Governor Rick School and state legislators responded with a $400 million package designated for school safety and mental health. With the funds, and in conjunction with other county agencies, Washington and Holmes County school districts added School Resource Officers to each campus, hired and filled the School Safety Administrator and met mental health requirements.
Holmes County School District received about $383,000 in school safety funds and $168,000 in mental health funding for the 2018-2019 school year. Washington County School District received $430,000, with $172,599 being designated to the mental health component.
"My number one priority is the safety of all students and staff within the district," said HCSD School Safety Specialist Greg Sallas. "I am pleased to be able to provide this service and am happy to be a part of the Holmes County School District."
WCSD hired Kimberly Register to serve in the capacity. The new position, which is state-mandated, offers up a broad job description - mainly stating the specialist should oversee all facets of safety district-wide and coordinate with county and state departments to make schools safer.
While Sallas will also serve as HCSD's Mental Health Administrator, WCSD hired two licensed professional counselors.

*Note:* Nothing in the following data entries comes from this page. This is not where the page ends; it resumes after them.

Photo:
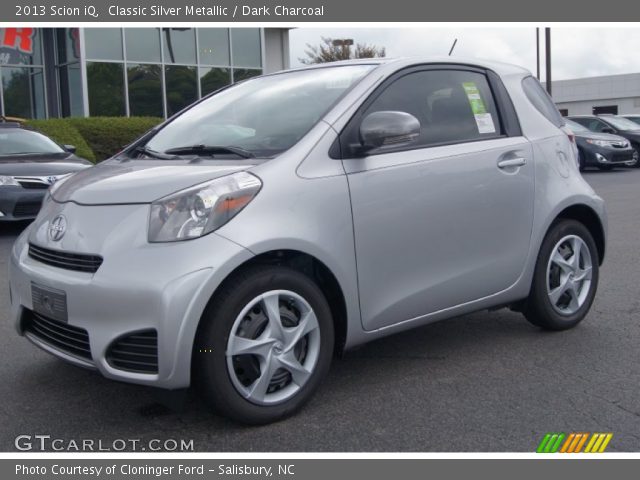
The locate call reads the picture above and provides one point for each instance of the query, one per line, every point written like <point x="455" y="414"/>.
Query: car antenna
<point x="453" y="46"/>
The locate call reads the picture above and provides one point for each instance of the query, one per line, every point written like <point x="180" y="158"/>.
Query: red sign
<point x="20" y="39"/>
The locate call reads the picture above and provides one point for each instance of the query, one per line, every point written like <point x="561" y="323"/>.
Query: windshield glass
<point x="264" y="116"/>
<point x="622" y="123"/>
<point x="575" y="127"/>
<point x="22" y="142"/>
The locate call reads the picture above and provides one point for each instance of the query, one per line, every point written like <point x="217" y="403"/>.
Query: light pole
<point x="537" y="53"/>
<point x="547" y="35"/>
<point x="345" y="47"/>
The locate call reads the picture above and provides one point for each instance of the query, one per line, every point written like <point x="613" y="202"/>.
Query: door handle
<point x="512" y="162"/>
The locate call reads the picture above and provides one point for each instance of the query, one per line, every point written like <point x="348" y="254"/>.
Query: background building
<point x="61" y="72"/>
<point x="617" y="94"/>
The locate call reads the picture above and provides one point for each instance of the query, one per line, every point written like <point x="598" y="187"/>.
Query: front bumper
<point x="139" y="287"/>
<point x="18" y="203"/>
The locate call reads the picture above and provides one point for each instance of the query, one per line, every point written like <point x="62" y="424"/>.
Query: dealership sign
<point x="15" y="43"/>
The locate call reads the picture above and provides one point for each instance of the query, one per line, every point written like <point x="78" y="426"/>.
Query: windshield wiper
<point x="154" y="154"/>
<point x="211" y="149"/>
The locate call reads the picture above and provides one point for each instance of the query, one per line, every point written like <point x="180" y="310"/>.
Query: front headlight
<point x="6" y="180"/>
<point x="199" y="210"/>
<point x="599" y="143"/>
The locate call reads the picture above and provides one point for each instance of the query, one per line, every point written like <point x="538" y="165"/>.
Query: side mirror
<point x="380" y="129"/>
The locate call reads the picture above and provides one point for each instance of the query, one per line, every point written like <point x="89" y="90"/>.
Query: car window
<point x="451" y="105"/>
<point x="17" y="142"/>
<point x="596" y="125"/>
<point x="575" y="127"/>
<point x="541" y="100"/>
<point x="265" y="115"/>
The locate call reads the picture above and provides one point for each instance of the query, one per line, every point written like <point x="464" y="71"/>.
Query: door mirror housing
<point x="388" y="128"/>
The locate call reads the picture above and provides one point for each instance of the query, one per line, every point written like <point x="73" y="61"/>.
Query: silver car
<point x="287" y="218"/>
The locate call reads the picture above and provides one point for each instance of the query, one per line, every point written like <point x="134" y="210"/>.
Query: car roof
<point x="403" y="62"/>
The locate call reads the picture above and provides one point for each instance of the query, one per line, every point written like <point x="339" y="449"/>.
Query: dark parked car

According to Director of Students and ESE Services Elizabeth Arnold, the new hires will fulfill a growing need for mental health response, as the number and incidents of Baker Act students grows.
In the 2017-18 school year, there were 24 incidents that required students to be declared under the Baker Act, Arnold said. A number of those students were at the elementary school level.
"We see that number rising - I know that’s a national trend as well; but we feel that this would assist those families meeting those children’s needs," Arnold said.
"We’re wanting someone who can meet the family’s need as well ," Arnold said, noting that the counselors will be active and visible in schools and the community. "It’s not just the Baker Act issue."